Key Responsibilities
- Real-time implementations of the Data Lakehouse solution.
- Data Modelling and Data Architecting solutions.
- Design, implement, and maintain Data Lakehouse solutions, integrating structured and unstructured data sources.
- Develop scalable ETL/ELT pipelines using tools like Apache Iceberg, Trino, Apache Spark, Delta Lake, Databricks, or Snowflake.
- Optimize data storage formats and query performance across large datasets.
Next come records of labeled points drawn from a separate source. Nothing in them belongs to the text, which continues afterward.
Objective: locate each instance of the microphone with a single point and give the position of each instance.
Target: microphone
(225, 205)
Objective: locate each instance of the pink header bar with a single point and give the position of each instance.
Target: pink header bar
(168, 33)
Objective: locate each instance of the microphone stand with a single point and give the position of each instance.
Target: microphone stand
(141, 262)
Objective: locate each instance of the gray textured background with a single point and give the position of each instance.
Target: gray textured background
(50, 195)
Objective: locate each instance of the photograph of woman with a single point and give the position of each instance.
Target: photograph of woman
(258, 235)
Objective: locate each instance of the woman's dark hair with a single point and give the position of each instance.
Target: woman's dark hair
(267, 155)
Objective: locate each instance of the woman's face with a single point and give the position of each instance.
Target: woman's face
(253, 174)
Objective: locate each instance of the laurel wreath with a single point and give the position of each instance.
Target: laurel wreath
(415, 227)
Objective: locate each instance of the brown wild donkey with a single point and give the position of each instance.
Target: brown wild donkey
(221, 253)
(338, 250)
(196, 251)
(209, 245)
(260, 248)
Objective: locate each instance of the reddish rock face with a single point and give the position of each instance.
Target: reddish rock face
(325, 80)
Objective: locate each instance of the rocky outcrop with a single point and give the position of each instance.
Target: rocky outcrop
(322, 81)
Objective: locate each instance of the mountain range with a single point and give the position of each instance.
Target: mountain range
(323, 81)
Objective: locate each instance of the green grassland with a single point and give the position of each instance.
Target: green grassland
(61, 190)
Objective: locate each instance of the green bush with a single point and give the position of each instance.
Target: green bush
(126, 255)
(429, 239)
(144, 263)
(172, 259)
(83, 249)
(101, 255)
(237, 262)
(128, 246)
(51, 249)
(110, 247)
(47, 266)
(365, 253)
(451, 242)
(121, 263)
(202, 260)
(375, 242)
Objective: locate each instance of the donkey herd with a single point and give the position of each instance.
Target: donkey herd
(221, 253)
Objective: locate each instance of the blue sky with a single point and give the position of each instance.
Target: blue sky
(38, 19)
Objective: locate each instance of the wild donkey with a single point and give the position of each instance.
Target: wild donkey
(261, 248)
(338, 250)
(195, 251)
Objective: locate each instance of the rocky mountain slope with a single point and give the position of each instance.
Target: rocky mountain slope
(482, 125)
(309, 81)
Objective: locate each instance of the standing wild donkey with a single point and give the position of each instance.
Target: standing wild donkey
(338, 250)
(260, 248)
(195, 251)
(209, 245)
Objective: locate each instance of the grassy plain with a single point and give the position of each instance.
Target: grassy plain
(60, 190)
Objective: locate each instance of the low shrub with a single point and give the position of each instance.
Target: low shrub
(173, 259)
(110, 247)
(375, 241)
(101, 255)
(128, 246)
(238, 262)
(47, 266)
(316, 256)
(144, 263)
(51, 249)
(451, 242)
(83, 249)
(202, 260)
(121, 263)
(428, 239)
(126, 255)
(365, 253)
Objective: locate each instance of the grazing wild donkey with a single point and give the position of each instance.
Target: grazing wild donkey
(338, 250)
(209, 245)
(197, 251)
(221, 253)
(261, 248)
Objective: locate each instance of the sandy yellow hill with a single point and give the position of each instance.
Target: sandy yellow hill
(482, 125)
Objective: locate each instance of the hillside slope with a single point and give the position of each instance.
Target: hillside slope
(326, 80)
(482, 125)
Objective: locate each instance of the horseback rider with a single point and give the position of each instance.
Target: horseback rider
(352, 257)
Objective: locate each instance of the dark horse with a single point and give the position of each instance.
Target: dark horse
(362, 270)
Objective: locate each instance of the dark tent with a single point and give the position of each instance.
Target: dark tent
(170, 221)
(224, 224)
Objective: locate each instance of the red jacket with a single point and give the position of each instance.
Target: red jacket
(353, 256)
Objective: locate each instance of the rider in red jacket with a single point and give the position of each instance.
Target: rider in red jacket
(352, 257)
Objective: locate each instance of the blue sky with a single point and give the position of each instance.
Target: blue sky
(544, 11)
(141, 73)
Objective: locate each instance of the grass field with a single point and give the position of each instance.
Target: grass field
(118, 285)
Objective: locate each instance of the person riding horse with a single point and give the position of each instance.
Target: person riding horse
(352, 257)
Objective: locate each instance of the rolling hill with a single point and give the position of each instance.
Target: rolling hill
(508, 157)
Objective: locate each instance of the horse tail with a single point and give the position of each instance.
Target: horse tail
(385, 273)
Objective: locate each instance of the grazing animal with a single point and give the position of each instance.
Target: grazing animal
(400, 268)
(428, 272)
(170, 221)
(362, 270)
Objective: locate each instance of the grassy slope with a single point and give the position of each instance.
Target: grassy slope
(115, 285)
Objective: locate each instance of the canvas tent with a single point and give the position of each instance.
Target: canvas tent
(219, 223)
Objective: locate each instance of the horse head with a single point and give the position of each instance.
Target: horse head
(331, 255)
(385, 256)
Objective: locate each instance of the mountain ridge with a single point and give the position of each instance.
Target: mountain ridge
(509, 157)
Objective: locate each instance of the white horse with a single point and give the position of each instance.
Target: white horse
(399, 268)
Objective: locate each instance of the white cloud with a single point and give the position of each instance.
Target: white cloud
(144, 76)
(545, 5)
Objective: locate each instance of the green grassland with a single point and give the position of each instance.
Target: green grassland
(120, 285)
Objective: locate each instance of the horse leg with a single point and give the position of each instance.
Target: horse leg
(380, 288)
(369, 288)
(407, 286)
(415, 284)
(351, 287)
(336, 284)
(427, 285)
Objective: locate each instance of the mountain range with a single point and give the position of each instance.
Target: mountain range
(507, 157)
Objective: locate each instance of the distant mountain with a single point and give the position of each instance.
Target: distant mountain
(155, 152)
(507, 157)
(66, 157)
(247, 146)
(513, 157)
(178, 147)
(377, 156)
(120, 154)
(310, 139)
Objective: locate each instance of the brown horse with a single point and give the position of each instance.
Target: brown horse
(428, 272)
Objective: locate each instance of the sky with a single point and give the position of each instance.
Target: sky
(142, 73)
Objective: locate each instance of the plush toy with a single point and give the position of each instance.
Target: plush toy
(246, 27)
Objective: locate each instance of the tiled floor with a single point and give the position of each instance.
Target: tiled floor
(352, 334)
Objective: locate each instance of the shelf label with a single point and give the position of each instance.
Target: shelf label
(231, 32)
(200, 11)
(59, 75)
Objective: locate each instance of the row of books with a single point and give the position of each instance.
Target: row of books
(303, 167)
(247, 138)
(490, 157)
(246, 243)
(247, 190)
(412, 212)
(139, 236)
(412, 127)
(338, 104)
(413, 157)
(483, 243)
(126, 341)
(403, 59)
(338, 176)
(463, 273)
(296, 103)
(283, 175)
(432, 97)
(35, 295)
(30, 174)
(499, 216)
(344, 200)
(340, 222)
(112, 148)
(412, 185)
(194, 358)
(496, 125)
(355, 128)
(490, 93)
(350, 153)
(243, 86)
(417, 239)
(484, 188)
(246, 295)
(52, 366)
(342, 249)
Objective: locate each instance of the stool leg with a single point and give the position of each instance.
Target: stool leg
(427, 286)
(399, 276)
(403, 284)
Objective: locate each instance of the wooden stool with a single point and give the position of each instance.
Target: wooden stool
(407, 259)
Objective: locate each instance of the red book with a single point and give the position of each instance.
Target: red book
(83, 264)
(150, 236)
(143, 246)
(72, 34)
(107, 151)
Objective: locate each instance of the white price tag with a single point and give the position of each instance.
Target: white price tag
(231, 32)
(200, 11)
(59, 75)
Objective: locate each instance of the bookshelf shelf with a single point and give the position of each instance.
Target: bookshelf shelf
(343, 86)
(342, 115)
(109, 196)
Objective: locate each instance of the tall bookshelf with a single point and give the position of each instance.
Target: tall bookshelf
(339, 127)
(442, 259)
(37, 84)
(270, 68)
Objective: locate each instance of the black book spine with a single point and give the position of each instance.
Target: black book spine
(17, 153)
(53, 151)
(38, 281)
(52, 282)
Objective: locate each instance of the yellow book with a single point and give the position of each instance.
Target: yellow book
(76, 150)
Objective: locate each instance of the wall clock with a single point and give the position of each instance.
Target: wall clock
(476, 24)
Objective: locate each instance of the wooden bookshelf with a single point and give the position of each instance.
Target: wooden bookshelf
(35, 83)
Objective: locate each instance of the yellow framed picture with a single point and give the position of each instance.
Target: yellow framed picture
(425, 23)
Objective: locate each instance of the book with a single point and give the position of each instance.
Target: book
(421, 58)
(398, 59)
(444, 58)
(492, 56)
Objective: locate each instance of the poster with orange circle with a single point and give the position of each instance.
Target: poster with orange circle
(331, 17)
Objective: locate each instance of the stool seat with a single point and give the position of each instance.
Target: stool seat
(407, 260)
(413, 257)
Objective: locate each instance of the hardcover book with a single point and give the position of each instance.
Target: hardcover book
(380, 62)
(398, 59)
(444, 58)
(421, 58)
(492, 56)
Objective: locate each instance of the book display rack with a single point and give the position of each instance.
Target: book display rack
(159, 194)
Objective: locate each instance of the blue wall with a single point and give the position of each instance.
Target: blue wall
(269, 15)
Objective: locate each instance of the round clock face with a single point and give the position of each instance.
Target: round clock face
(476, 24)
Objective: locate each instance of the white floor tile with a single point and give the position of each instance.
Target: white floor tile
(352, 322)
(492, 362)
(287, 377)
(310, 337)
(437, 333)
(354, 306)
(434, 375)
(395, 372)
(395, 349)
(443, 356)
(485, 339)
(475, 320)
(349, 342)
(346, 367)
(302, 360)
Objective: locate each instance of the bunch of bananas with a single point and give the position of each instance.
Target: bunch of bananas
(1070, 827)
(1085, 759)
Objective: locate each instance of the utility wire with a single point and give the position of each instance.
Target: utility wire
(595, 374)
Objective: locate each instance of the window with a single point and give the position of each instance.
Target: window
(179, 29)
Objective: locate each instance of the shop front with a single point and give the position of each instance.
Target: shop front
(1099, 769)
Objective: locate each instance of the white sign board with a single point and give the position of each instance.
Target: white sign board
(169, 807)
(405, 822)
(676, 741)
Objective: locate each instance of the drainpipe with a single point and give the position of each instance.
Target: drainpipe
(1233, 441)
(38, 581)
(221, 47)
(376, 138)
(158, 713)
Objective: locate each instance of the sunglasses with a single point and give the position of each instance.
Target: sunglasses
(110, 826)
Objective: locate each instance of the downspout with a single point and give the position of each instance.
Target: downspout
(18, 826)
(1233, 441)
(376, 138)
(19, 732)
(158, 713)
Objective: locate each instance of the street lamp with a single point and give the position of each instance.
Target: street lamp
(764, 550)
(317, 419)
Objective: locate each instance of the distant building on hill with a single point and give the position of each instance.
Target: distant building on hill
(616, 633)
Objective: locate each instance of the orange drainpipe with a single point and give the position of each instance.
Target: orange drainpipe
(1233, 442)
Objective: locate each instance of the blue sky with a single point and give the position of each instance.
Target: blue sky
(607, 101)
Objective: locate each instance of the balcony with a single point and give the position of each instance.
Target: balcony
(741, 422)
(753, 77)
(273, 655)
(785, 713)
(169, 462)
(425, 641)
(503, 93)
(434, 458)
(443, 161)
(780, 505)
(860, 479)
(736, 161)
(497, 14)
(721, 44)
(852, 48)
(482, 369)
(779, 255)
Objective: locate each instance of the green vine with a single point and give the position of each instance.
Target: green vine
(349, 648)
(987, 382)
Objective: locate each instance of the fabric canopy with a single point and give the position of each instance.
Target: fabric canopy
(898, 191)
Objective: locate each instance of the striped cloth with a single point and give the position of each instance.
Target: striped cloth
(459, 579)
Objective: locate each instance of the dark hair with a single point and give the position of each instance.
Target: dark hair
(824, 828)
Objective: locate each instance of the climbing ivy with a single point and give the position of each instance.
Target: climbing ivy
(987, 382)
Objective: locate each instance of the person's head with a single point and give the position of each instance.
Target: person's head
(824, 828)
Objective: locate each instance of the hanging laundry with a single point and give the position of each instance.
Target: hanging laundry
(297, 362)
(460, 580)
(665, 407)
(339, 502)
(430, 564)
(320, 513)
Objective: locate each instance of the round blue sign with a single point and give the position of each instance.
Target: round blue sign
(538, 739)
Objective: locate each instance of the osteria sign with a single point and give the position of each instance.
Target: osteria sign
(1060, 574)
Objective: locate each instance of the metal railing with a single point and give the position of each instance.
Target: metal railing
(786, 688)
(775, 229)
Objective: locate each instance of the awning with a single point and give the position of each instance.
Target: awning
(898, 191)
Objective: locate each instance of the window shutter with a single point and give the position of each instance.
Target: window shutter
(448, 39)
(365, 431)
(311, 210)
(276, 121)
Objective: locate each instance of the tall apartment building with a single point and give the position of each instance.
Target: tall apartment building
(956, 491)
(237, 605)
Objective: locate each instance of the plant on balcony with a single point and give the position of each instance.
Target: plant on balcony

- Implement security and compliance best practices in data management (role-based access control, data masking, etc.), and regulation compliance like CCPA, CASL
- Build and Optimize a distributed search system using Trino to enable fast, SQL based querying across large-scale, heterogeneous datasets.
- Leverage Apache Iceberg for table format management, ensuring efficient data partitioning, versioning and schema evolution.
- Implement indexing strategies and query optimization techniques to enhance search performance and reliability.
- Architect a unified data Lakehouse solution that combines the flexibility of data lake with the structure of a data warehouse.
- Enable real-time and batch processing capabilities for analytics, machine learning, and reporting use cases
- Ensure data consistency, ACID compliance, and scalability using Iceberg’s transactional capabilities.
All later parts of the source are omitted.